Yunyoung Nam received B.S, M.S. and Ph.D. degree in Information and Computer Engineering from Ajou University, Korea in 2001, 2003, and 2007 respectively. He was a research engineer in the Center of Excellence in Ubiquitous System from 2007 to 2009. He was a post-doctoral researcher at Stony Brook University in 2009, New York. He is currently a research professor in Ajou University in Korea. He also spent time as a visiting scholar at Center of Excellence for Wireless & Information Technology (CEWIT), Stony Brook University - State University of New York Stony Brook, New York.

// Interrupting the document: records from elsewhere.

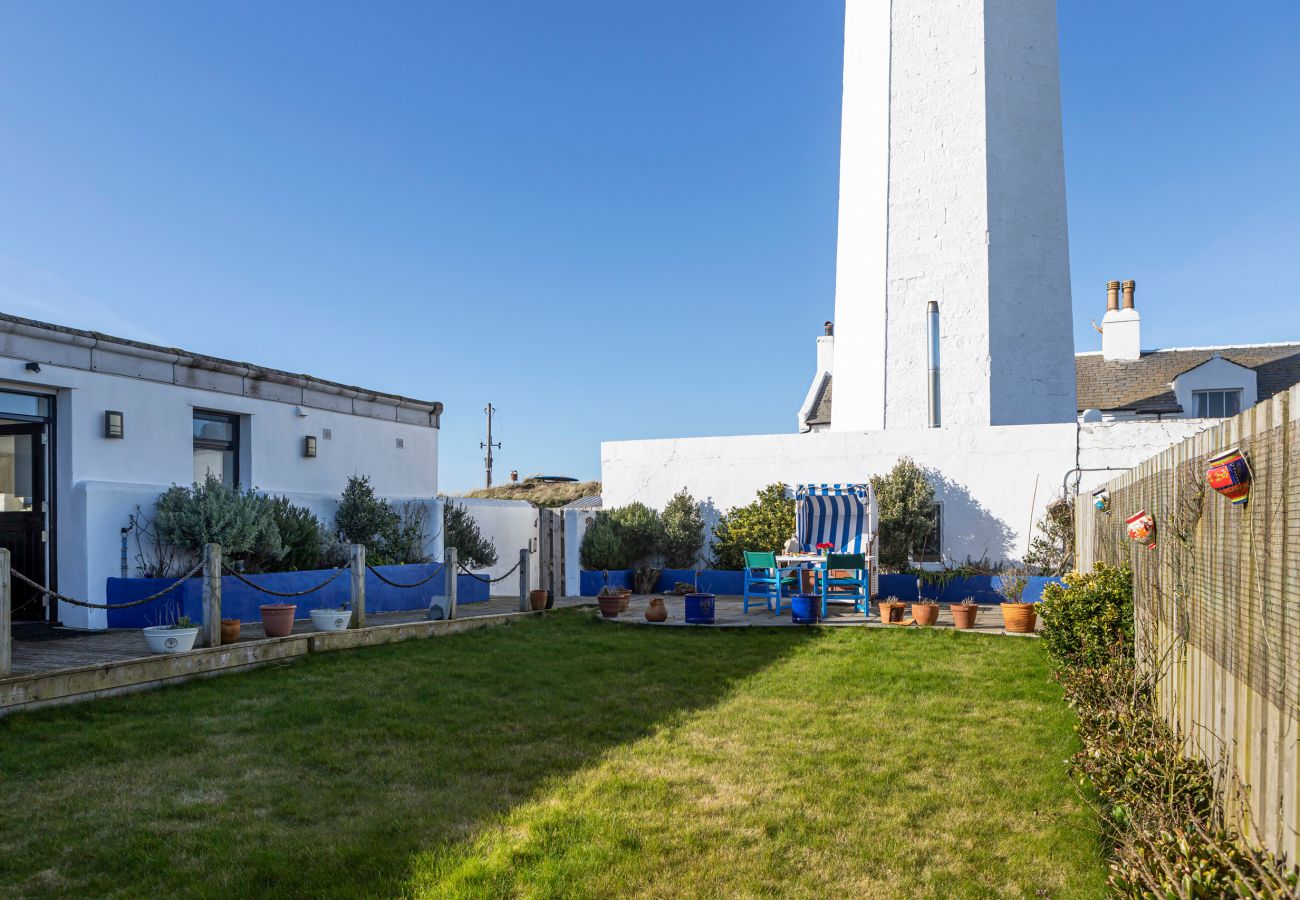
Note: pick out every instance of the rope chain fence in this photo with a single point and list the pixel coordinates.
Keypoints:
(486, 580)
(284, 593)
(432, 575)
(65, 598)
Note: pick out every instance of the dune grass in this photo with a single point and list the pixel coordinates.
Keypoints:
(566, 757)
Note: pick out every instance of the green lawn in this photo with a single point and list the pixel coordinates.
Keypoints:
(566, 757)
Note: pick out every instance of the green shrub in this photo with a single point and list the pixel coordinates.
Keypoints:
(906, 501)
(683, 531)
(602, 545)
(213, 513)
(765, 524)
(640, 532)
(462, 532)
(1090, 619)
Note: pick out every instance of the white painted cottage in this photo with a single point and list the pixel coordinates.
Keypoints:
(953, 334)
(92, 425)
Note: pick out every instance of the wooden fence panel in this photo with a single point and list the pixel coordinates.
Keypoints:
(1221, 595)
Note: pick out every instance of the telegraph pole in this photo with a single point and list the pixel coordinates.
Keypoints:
(489, 445)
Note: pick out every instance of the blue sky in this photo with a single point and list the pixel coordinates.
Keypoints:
(611, 220)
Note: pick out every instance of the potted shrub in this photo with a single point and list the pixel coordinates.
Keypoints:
(924, 611)
(332, 618)
(610, 601)
(1018, 615)
(965, 613)
(277, 619)
(176, 637)
(891, 610)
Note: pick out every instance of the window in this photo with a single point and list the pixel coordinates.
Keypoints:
(931, 546)
(1216, 403)
(216, 446)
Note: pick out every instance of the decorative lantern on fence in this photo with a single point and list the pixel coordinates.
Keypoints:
(1142, 528)
(1230, 475)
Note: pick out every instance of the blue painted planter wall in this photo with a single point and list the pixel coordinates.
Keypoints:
(904, 587)
(239, 601)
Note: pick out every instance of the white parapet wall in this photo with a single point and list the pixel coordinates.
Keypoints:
(511, 526)
(992, 481)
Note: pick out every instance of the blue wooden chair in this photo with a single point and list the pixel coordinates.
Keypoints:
(763, 580)
(854, 585)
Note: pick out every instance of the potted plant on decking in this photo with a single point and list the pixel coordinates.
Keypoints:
(1018, 615)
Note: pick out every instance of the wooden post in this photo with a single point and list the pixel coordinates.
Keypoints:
(5, 610)
(212, 595)
(523, 580)
(358, 585)
(450, 569)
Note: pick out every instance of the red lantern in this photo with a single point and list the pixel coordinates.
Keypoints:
(1142, 528)
(1230, 475)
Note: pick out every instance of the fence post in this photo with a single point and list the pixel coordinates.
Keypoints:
(212, 595)
(358, 585)
(523, 580)
(449, 566)
(5, 609)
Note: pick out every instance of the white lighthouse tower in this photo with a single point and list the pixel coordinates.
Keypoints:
(953, 276)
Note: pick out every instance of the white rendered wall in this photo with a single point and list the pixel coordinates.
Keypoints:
(967, 198)
(511, 524)
(99, 481)
(993, 479)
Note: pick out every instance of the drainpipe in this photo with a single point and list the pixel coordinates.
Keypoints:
(932, 314)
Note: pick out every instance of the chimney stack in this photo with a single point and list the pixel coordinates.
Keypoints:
(1121, 328)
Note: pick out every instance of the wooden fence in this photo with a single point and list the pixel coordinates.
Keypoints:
(1217, 602)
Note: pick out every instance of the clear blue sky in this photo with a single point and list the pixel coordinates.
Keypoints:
(611, 220)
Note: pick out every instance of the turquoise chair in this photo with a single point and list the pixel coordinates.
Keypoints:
(763, 580)
(854, 587)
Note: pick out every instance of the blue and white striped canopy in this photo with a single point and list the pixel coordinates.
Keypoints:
(844, 515)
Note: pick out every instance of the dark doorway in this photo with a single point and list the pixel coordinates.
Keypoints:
(22, 511)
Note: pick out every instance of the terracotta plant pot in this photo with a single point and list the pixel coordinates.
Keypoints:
(1019, 618)
(891, 613)
(229, 631)
(963, 614)
(277, 619)
(924, 614)
(657, 611)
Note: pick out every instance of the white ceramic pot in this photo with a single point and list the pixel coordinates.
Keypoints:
(165, 639)
(332, 619)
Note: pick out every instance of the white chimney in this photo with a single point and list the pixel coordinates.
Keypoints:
(826, 349)
(1121, 328)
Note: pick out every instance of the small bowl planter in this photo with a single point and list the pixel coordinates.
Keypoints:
(924, 613)
(891, 611)
(328, 619)
(229, 631)
(805, 609)
(1019, 618)
(165, 639)
(700, 609)
(963, 615)
(277, 619)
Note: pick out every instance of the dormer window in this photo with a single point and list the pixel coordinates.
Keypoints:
(1216, 403)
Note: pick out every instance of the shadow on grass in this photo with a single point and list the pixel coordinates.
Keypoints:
(323, 778)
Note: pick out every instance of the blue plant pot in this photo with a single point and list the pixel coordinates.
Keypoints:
(805, 609)
(700, 609)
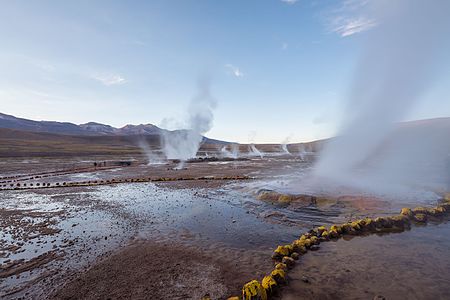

His research interests include multimedia database, ubiquitous computing, image processing, pattern recognition, contextawareness, conflict resolution, wearable computing, and intelligent video surveillance.

Seungmin Rho received his MS and PhD Degrees in Information and Computer Engineering from Ajou University, Korea, in Computer Science from Ajou University, Korea, in 2003 and 2008, respectively. In 2008–2009, he was a Postdoctoral Research Fellow at the Computer Music Lab of the School of Computer Science in Carnegie Mellon University. He is currently working as a Research Professor at School of Electrical Engineering in Korea University. His research interests include database, music retrieval, multimedia systems, machine learning, knowledge management and intelligent agent technologies. He has been a reviewer in Multimedia Tools and Applications (MTAP), Journal of Systems and Software, Information Science (Elsevier), and Program Committee member in over 10 international conferences. He has published 14 papers in journals and book chapters and 21 in international conferences and workshops. He is listed in Who’s Who in the World.

Multimed Tools Appl

Dr. Jong Hyuk Park received his Ph.D. degree in Graduate School of Information Security from Korea University, Korea. From December, 2002 to July, 2007, Dr. Park had been a research scientist of R&D Institute, Hanwha S&C Co., Ltd., Korea. From September, 2007 to August, 2009, He had been a professor at the Department of Computer Science and Engineering, Kyungnam University, Korea. He is now a professor at the Department of Computer Science and Engineering, Seoul National University of Science and Technology, Korea. Dr. Park has published about 100 research papers in international journals and conferences. He has been serving as chairs, program committee, or organizing committee chair for many international conferences and workshops. He is a president of Korea Information Technology Convergence Society (KITCS). He is editor-in-chief (EiC) of International Journal of Information Technology, Communications and Convergence (IJITCC), InderScience. He was EiCs of the International Journal of Multimedia and Ubiquitous Engineering (IJMUE) and the International Journal of Smart Home (IJSH). He is Associate Editor / Editor of 14 international journals including 8 journals indexed by SCI(E). In addition, he has been serving as a Guest Editor for international journals by some publishers: Springer, Elsevier, John Wiley, Oxford Univ. press, Hindawi, Emerald, Inderscience. His research interests include security and digital forensics, ubiquitous and pervasive computing, context awareness, multimedia services, etc. He got the best paper award in ISA-08 conference, April, 2008. And he got the outstanding leadership awards from IEEE HPCC-09 and ISA-09, June, 2009.